Volume in problem situations
Often volume questions at this level are set in problem situations.
Example
Five litres of white paint are to be mixed with two and a half litres of green paint.
The mixture is to be poured into cylindrical jars which each have a base radius of \(2.4cm\) and a height of \(12.1cm\)
There is to be a space of \(3cm\) at the top of each jar above the level of the paint.
Question
How many jars can be fully filled in this way?
Each jar is a cylinder.

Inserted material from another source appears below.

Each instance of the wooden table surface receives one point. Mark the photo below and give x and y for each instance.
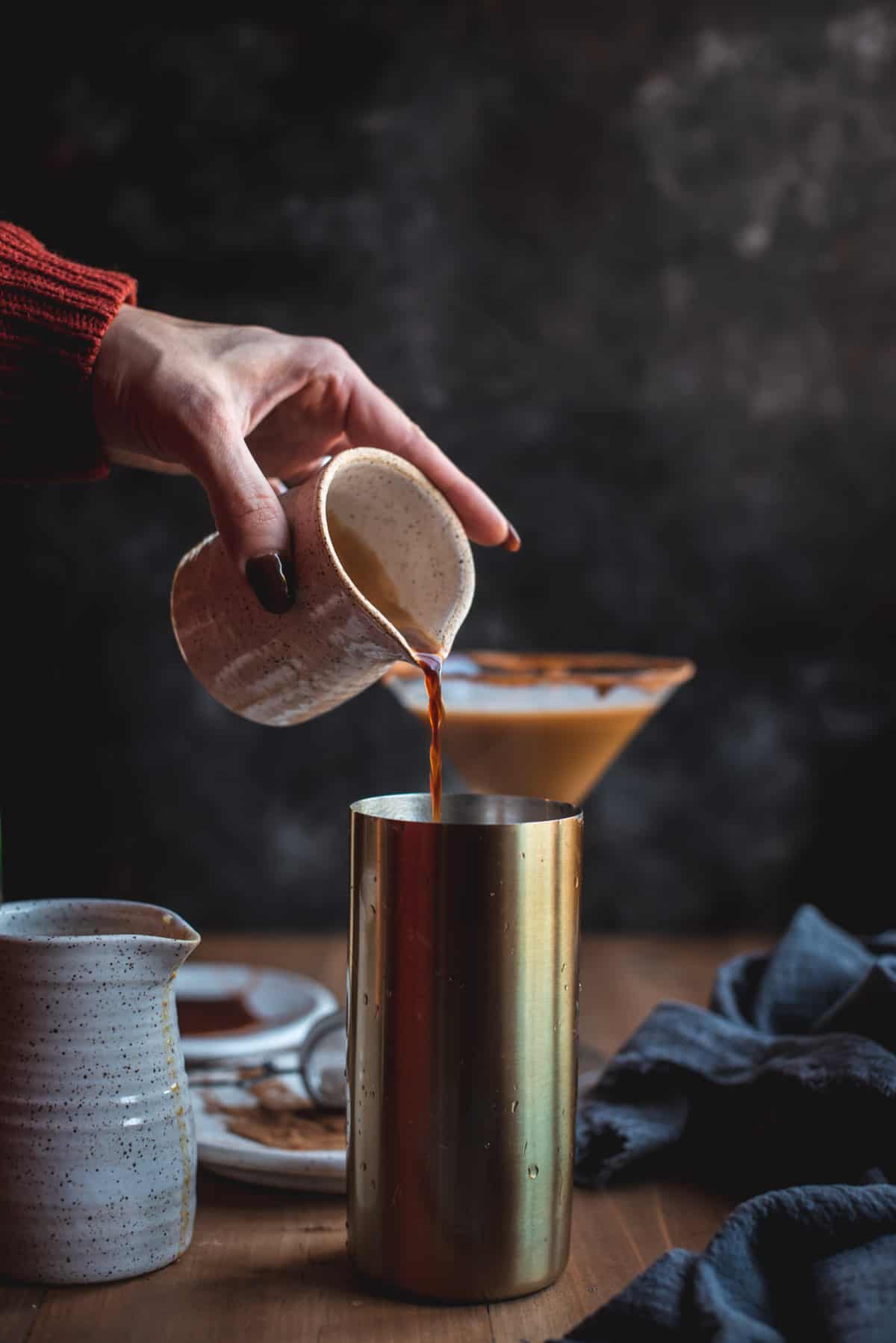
(270, 1265)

Volume of cylinder\(=\pi\,r^{2}h \)
The height of the paint in each cylinder \(= 12.1- 3 = 9.1cm\)
Volume of paint in each cylinder \(=\pi\times2.4\times2.4\times9.1=164.59cm^{3} \)

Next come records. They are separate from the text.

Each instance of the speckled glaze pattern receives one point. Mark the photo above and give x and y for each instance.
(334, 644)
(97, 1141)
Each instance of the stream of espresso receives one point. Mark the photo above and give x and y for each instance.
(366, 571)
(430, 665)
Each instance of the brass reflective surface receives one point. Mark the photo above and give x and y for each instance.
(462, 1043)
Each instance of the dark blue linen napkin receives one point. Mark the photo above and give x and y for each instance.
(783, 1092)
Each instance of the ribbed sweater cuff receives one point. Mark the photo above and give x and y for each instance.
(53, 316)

A jar of volume \(164.59cm^{3}\) holds \(164.59 ml\).
Total volume of paint \(= 5 + 2.5 = 7.5\,l = 7\,500ml\)
Number of jars to use all of the paint \(= 7\,500\div 164.59 = 45.57\) jars (to \(2\,d.p\))

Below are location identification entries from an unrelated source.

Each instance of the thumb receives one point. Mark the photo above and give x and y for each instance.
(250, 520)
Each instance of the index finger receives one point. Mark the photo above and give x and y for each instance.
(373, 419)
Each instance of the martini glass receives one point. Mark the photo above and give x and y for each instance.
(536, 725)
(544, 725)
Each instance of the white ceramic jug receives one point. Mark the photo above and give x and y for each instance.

Number of full jars \(= 45\)
Question
How much paint will be left over?
There is \(0.57\) of a jar of paint left over.
One jar holds \(164.59ml\)
Amount of paint left over \(= 164.59 \times 0.57 = 93.81ml\)(to \(2\,d.p\))
(This could also be done by multiplying \(45\) and \(164.59ml\) then subtracting the result from \(7\,500ml\) to give \(93.45ml\). The slight difference of \(0.36ml\) is due to rounding but both methods are allowed as long as the method that you used is shown in your answer.)